- Japanese: 勝家 (Katsu-ke)
The Katsu family was a samurai family of the Edo period of some distinction, being included in official samurai genealogies. Notable members of the family include Katsu Kaishû (1823-1899) and his father Katsu Kokichi (1802-1850).
Katsu Tokinao was a retainer to Tokugawa Ieyasu in Mikawa province prior to the end of the Sengoku period. Katsu Nobumasa (d. 1777), a great-grandson of Tokinao, held the post of Captain of the Inner Guard (ohiroshikiban), and as a result of his rank enjoyed a stipend of 400 koku. Nobumasa's son Tomomichi (d. 1783) was given a post in the Great Guard (ôgoban) in 1776, and enjoyed a stipend of 200 koku. Tomomichi, however, had no son, and so he adopted his nephew Aoki Motoyoshi.

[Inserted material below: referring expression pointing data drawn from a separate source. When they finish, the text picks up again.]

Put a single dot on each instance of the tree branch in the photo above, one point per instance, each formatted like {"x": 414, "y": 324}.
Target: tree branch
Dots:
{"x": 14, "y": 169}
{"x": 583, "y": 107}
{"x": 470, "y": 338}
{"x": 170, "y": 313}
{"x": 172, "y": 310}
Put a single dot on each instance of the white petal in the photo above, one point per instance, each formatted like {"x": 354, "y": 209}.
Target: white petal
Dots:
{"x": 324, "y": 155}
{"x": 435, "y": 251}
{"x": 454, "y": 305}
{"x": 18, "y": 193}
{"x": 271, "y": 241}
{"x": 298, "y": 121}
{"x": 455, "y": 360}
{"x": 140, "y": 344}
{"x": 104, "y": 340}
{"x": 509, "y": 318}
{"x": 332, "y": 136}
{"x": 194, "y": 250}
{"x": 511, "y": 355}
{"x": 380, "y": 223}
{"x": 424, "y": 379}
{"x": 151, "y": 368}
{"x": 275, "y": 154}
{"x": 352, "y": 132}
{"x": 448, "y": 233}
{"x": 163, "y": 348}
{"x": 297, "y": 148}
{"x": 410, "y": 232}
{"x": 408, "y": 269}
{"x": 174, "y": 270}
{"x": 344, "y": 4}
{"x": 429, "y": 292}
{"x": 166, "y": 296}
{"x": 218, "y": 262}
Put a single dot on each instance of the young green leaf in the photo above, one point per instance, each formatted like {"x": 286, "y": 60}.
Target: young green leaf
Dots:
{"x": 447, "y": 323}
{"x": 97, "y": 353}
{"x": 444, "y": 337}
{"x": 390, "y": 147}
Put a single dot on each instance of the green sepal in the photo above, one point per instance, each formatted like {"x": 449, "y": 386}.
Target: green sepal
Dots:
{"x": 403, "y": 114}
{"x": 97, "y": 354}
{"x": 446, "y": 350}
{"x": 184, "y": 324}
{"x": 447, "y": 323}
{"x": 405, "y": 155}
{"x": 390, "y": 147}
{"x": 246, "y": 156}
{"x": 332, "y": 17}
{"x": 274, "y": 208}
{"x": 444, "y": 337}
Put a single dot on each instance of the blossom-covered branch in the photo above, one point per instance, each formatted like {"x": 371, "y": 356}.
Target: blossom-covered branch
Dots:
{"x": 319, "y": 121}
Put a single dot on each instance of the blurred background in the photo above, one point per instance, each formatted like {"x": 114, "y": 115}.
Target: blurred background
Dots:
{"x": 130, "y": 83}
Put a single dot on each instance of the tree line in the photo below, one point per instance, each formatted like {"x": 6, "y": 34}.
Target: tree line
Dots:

Motoyoshi and his immediate ancestors are known to have enjoyed the privilege of audiences with the shogun. Katsu Kokichi, in his autobiography, "Musui's Story," claims the rank/position of hatamoto, which supports this idea. The family's fortunes seem to have declined dramatically, however, during the time when Motoyoshi was the head of the family, and by the time of his death in 1808, the family's stipend had fallen to a mere 41 koku.
Katsu Kokichi and Nobuko had a son, Rintarô, and three daughters: Hana, Jun, and a middle daughter whose name is unknown. Jun married Rangaku scholar and prominent Bakumatsu period pro-shogunate figure Sakuma Shôzan, while Rintarô, under the name Katsu Kaishû, played a key role in the Meiji period establishment of the Imperial Japanese Navy.
- Craig, Teruko (trans.). Musui's Story: The Autobiography of a Tokugawa Samurai. University of Arizona Press, 1988. pp.xii, 169-171.
- Tomomichi's wife appears prominently in the autobiography of her grandson, Katsu Kokichi, but her name is never given.
- Motoyoshi was the son of Aoki Sakyô and Tomomichi's daughter (name unknown); he had a brother named Aoki Jinbei.